Drei Themenbereiche, so das Blatt, hätten für Konfliktstoff in den Beziehungen zwischen der konservativen polnischen Regierung und den hochrangigen Brüsseler Beamten gesorgt: die im Białowieża-Urwald angeordnete Abholzung, die Aufnahme von Flüchtlingen in Anlehnung an den Quotenmechanismus sowie der Stand der Rechtsstaatlichkeit in Polen. Noch vor kurzem hätten sich polnische Politiker in all diesen Fragen geweigert, auch nur einen Zentimeter nachzugeben. Nach dem Regierungsumbau von Dezember hätten sich jedoch neue Perspektiven eröffnet. Der neue polnische Umweltminister Henryk Kowalczyk habe bereits angekündigt, er werde das Urteil des Europäischen Gerichtshofs respektieren. Sein Vorgänger sei in dieser Hinsicht entgegengesetzter Meinung gewesen.

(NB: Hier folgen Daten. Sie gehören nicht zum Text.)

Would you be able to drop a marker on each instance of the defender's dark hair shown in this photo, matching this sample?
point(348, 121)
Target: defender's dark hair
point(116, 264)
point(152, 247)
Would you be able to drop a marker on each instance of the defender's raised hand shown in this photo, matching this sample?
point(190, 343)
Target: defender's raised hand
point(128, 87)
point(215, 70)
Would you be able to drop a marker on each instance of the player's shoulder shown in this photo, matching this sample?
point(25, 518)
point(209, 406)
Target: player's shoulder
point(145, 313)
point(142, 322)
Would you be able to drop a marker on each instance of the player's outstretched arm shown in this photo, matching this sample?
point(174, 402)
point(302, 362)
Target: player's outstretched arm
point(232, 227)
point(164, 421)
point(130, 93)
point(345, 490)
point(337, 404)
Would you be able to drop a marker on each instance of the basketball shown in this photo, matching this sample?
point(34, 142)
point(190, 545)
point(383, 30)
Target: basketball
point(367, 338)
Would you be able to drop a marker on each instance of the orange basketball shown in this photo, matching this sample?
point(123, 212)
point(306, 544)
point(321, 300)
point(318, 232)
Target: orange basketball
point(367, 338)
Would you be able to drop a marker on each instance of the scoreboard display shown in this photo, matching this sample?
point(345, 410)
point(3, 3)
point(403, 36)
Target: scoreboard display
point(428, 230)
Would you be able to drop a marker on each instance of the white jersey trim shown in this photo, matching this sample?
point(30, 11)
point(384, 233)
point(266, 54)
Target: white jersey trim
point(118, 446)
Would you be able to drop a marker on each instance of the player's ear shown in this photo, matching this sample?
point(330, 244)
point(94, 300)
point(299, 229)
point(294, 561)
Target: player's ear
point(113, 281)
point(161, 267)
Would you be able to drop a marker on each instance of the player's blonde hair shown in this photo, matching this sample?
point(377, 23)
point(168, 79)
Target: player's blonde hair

Auch wenn es um die Justizreform gehe, hätten die Gespräche zwischen Warschau und Brüssel einen neuen Stand erreicht. Nach der jüngsten Visite von Frans Timmermans in der polnischen Hauptstadt, spreche man immer häufiger von einem möglichen Kompromiss, berichtet die Tageszeitung Rzeczpospolita.